For those of you who were not here with us last week, we are entering into a series of sermons this winter and spring about core Christian beliefs, exploring what Christians here at Knox believe about God, Jesus Christ, and the Holy Spirit.  Last week we looked at the core convictions about God expressed in the opening chapters of the Book of Genesis; I summed them up to say that God creates the world out of love, God loves creation so much that God grants human beings their freedom, and God puts a rainbow in the clouds as a sign that even in the storms of life, God’s love will never fail.  Creation is about God’s enduring love.
Today, we move to Genesis 12-50.  These are stories of our biblical ancestors.  These folks may be in the Bible, but they are regular human beings through whom God’s work comes to life.  The points I will make is that God’s love is for everyone.  First: we see this with individual people, like you and me: that though we are never perfect, and often deeply flawed…God’s work happens through people like us, and that is true of your life too.  And second, that God’s love is not confined to any one race, ethnicity, nation, or even religion, but is for all people.

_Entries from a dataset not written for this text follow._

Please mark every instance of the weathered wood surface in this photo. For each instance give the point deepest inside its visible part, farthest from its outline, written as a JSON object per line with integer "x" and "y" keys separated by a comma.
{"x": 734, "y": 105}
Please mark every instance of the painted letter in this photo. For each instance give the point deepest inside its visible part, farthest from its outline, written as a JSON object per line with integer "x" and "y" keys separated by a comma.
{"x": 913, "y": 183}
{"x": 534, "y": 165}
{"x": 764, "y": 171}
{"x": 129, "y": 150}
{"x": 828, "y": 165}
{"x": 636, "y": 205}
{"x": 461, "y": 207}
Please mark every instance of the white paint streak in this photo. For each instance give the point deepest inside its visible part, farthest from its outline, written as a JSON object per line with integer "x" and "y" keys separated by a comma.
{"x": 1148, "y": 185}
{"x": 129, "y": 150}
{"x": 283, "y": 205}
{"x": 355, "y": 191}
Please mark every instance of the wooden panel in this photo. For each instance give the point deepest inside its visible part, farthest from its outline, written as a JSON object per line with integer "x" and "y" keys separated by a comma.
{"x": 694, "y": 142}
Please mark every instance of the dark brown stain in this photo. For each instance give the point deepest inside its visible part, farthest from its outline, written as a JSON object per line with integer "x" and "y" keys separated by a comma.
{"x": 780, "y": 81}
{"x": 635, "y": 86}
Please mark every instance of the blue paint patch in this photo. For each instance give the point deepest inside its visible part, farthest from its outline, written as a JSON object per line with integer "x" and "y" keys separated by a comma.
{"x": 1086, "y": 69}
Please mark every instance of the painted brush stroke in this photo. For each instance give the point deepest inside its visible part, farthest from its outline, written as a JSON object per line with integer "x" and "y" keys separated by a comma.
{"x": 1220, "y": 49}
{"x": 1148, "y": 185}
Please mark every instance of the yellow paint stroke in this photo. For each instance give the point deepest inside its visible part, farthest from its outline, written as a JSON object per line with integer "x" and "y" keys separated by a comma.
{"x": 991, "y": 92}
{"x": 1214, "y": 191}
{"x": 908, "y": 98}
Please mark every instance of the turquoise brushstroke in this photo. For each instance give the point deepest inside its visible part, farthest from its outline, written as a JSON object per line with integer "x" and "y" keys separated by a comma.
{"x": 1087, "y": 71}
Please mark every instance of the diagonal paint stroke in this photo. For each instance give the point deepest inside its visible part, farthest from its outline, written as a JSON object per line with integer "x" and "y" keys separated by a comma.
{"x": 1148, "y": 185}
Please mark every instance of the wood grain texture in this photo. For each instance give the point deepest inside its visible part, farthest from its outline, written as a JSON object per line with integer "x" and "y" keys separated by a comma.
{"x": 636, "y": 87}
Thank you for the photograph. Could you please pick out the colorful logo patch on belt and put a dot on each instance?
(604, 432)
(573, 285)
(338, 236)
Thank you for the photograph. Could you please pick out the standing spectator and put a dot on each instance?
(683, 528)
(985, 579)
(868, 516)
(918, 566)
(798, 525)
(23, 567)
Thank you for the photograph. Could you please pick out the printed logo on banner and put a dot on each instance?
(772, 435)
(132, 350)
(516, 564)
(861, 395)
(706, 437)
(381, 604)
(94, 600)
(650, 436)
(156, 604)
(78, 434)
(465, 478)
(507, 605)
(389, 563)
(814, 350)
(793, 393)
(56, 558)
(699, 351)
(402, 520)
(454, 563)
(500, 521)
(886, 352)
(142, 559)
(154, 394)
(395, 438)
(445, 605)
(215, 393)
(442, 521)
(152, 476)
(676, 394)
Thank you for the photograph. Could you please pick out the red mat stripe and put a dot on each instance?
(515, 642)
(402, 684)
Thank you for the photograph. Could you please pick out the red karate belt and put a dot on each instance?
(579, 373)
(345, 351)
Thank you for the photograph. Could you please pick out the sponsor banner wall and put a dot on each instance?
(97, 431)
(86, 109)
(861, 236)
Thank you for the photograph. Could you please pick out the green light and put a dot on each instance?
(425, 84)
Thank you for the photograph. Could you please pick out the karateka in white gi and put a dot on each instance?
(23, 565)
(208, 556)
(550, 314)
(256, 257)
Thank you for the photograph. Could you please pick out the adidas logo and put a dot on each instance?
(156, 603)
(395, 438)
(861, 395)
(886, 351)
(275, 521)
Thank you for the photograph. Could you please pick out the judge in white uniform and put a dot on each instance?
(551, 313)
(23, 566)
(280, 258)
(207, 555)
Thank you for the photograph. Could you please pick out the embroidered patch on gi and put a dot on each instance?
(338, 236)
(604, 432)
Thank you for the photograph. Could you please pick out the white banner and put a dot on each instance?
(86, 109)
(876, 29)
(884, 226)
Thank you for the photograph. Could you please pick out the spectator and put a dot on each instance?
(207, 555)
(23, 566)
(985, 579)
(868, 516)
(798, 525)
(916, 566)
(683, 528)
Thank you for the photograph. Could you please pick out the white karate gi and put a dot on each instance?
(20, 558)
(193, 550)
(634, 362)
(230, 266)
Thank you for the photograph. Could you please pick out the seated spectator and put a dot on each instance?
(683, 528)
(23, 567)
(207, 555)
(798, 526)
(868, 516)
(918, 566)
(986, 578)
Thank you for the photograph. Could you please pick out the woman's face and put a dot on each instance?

Let’s start with a look at the individuals and families through whom God is at work in Genesis.  This is a family history.  So to make it real, you might imagine yourself with these people I’m about to describe around the table at Thanksgiving.  I want to take a few minutes to describe how human these heroes of the Bible are:  here’s a quick highlight reel—don’t worry if you don’t know all of these names and their full stories; you’ll get the point.

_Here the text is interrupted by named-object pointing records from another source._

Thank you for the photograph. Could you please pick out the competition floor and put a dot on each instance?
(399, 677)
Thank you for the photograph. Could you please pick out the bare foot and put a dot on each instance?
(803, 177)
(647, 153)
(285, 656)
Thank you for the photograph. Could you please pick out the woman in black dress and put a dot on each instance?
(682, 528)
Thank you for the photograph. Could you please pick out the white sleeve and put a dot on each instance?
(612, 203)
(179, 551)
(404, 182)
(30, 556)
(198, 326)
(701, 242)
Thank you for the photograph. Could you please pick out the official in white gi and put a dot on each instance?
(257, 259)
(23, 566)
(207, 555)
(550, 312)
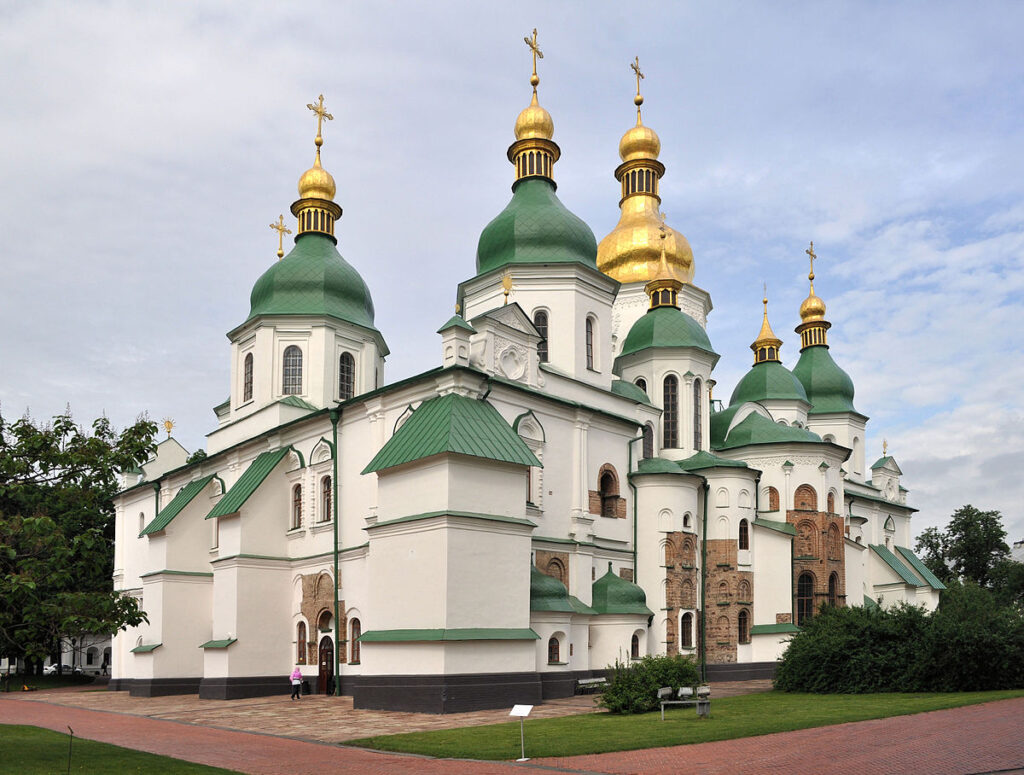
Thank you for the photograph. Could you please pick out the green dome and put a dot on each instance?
(535, 228)
(313, 280)
(767, 381)
(666, 327)
(614, 595)
(828, 387)
(547, 593)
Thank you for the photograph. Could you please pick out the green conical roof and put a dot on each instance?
(313, 280)
(614, 595)
(535, 228)
(766, 381)
(828, 387)
(666, 327)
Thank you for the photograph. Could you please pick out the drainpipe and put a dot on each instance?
(335, 417)
(704, 596)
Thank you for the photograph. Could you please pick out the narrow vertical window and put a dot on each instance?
(697, 419)
(296, 506)
(326, 499)
(541, 324)
(590, 343)
(292, 382)
(247, 378)
(346, 377)
(670, 418)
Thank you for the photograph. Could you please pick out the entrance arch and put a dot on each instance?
(325, 678)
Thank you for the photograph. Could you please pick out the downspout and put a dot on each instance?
(335, 417)
(704, 596)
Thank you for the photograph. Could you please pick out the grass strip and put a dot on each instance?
(744, 716)
(31, 750)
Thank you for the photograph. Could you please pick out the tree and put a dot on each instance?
(970, 548)
(56, 530)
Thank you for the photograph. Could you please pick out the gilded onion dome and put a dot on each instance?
(631, 253)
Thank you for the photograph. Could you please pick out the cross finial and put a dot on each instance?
(638, 99)
(282, 229)
(321, 115)
(538, 53)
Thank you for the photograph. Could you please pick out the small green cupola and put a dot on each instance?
(535, 227)
(611, 594)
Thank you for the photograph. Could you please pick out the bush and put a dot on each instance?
(633, 688)
(969, 643)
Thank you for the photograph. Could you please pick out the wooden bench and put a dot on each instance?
(685, 697)
(585, 685)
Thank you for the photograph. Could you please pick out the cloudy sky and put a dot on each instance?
(144, 148)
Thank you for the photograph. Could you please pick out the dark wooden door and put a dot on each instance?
(326, 665)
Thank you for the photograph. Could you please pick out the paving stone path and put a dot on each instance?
(986, 738)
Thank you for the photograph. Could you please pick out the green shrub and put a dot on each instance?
(633, 688)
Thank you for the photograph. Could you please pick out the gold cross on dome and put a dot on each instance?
(321, 115)
(282, 229)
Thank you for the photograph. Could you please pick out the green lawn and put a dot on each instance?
(744, 716)
(31, 750)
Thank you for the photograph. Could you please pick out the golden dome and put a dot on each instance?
(316, 182)
(639, 142)
(632, 252)
(534, 122)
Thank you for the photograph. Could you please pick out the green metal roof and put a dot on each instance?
(757, 429)
(457, 321)
(535, 228)
(665, 327)
(901, 570)
(459, 634)
(611, 594)
(768, 381)
(705, 460)
(828, 388)
(629, 390)
(258, 470)
(453, 424)
(921, 567)
(313, 280)
(771, 524)
(774, 629)
(179, 502)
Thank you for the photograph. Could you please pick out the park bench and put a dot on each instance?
(585, 685)
(685, 697)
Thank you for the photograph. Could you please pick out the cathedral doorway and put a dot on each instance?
(325, 679)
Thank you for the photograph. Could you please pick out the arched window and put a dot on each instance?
(697, 420)
(670, 418)
(300, 643)
(296, 506)
(326, 499)
(590, 342)
(609, 494)
(346, 376)
(541, 324)
(805, 499)
(247, 378)
(292, 382)
(805, 599)
(355, 630)
(687, 629)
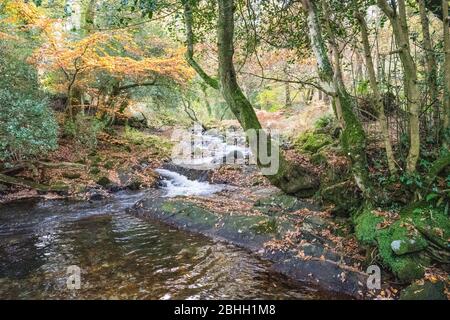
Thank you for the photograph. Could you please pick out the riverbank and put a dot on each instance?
(308, 243)
(123, 158)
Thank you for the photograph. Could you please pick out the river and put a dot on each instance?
(123, 257)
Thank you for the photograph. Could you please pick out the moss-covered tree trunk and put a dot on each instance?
(400, 29)
(353, 135)
(290, 177)
(446, 33)
(431, 65)
(378, 99)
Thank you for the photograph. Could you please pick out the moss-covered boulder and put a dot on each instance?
(311, 142)
(424, 291)
(402, 248)
(94, 170)
(344, 196)
(366, 227)
(279, 203)
(407, 267)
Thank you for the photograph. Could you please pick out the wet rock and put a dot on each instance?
(404, 246)
(191, 174)
(104, 182)
(94, 170)
(71, 175)
(424, 291)
(3, 188)
(278, 203)
(96, 194)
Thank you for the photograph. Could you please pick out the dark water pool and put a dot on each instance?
(123, 257)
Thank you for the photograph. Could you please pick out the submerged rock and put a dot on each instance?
(424, 291)
(404, 246)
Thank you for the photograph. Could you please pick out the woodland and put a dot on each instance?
(359, 91)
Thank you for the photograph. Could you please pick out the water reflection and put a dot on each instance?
(123, 257)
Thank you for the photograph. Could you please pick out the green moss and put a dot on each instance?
(94, 170)
(366, 227)
(431, 222)
(319, 159)
(280, 202)
(400, 248)
(424, 291)
(104, 182)
(312, 142)
(407, 267)
(108, 164)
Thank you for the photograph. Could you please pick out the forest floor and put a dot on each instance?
(126, 159)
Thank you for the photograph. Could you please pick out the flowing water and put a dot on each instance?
(175, 184)
(123, 257)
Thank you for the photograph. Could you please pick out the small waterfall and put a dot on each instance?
(176, 184)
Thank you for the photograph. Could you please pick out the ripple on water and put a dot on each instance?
(123, 257)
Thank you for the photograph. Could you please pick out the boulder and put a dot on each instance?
(424, 291)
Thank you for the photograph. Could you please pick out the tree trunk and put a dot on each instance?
(290, 177)
(400, 30)
(353, 135)
(431, 65)
(446, 69)
(378, 99)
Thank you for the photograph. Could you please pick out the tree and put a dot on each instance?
(290, 177)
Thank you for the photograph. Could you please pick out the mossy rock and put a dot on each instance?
(267, 226)
(345, 197)
(407, 264)
(104, 182)
(433, 223)
(407, 267)
(404, 246)
(255, 225)
(319, 159)
(312, 142)
(108, 164)
(135, 184)
(278, 203)
(94, 170)
(59, 187)
(95, 160)
(366, 227)
(425, 291)
(71, 175)
(3, 188)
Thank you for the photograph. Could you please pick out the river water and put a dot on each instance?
(123, 257)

The story starts with Abraham and Sarah; immediately after we meet them, Abraham takes Sarah to Egypt and there he lies about being married to her, because though this puts her in danger, it may save him from harm.  Quite a gentleman.  Sarah is far from perfect herself; when they has trouble conceiving, she pressures Abraham into sleeping with her maid Hagar in order to secure an heir for herself.  It’s no surprise that this plan doesn’t go well and eventually their children, Isaac and Ishmael, divide the family for good.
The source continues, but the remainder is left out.